Paul the editor needs coffee, and, ideally, chippies, to function at a happy optimum. So during our edit session right now, we just powered through a big bag of chippies. Struck by just how much we powered through them, we looked at the ingredients.

And lo and behold, we discovered flavour enhancers 621 and 635.

621 is monosodium glutamate, MSG. 635 is ribonucleotides (affectionately known as Ribo-rash, for the characteristic rash it causes in the unfortunate.)

Ribonucleitides multiplies the taste impact of MSG by 10-15 times. (Eek!) So you can bet that they are going to co-occur a lot.

And then we just freaked ourselves out for a while looking up all the numbers and the freaky side effects. (Apparently there are bad anti-oxidants, too. I’d thought they were mostly good.) And just how much they are everywhere in food. NZ has comparatively good labelling laws, too, from the sounds of things.

I don’t eat much processed food, and less so junkfood, but yeah. Creepy shit. (In my wallet I have a bit of card with a list of things to watch out for. Guess I should be using it.)

4 Responses to “Consumed”

  1.   2trees
    July 17th, 2009 | 12:07 am

    Could ya publish the card (from wallet) so we can see what we all need to look out for?

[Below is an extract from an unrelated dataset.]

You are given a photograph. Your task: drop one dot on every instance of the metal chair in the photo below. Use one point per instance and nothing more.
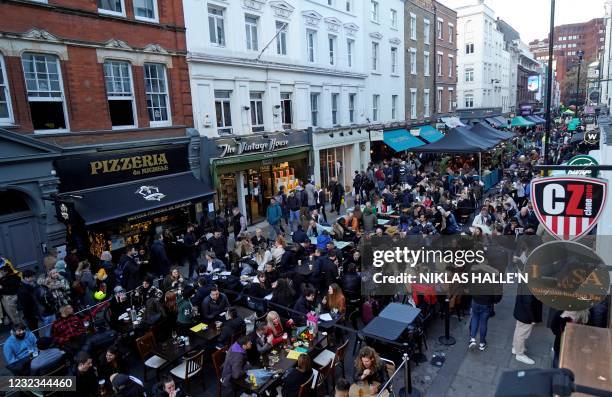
(189, 369)
(145, 345)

Or should we just not be lazy and research it ourselves?

  2.   michael
    July 18th, 2009 | 4:29 pm

    I was suprised to find out while in Japan that MSG was developed after Japanese scientists determined which amino acids make food taste “umami” (English doesn’t have a word for this flavour, but it’s as understood as sweet, sour, salty, etc.). It’s an exact umami synthesis.

  3.   Administrator
    July 19th, 2009 | 8:00 pm

    That’s fascinating. MSG has a definite aftertaste presence thing going on. And variants of it occur pretty naturally in food, so I guess you could learn to recognise it.

  4.   Pearce
    August 1st, 2009 | 11:46 am

    It might be worth mentioning that MSG is actually just a form of salt, originally derived from seaweed. Compared to the normal sodium salt that is sprinkled liberally over many different foodstuffs in NZ, MSG is actually less unhealthy; for example it is far less likely to lead to heart disease. It contains nothing that is not found naturally in most common foodstuffs.

    There’s been a lot of alarmism about MSG over the years, but this is not backed up by any actual scientific evidence.

    Ribonucleitides may well multiply the taste effect of MSG many times, but too much MSG actually spoils the taste of food in the same sort of way that too much salt does, so if the food contains ribonucleitides this means it will actually contain a very low amount of MSG. (Or it will just taste so bad you won’t want to eat it.)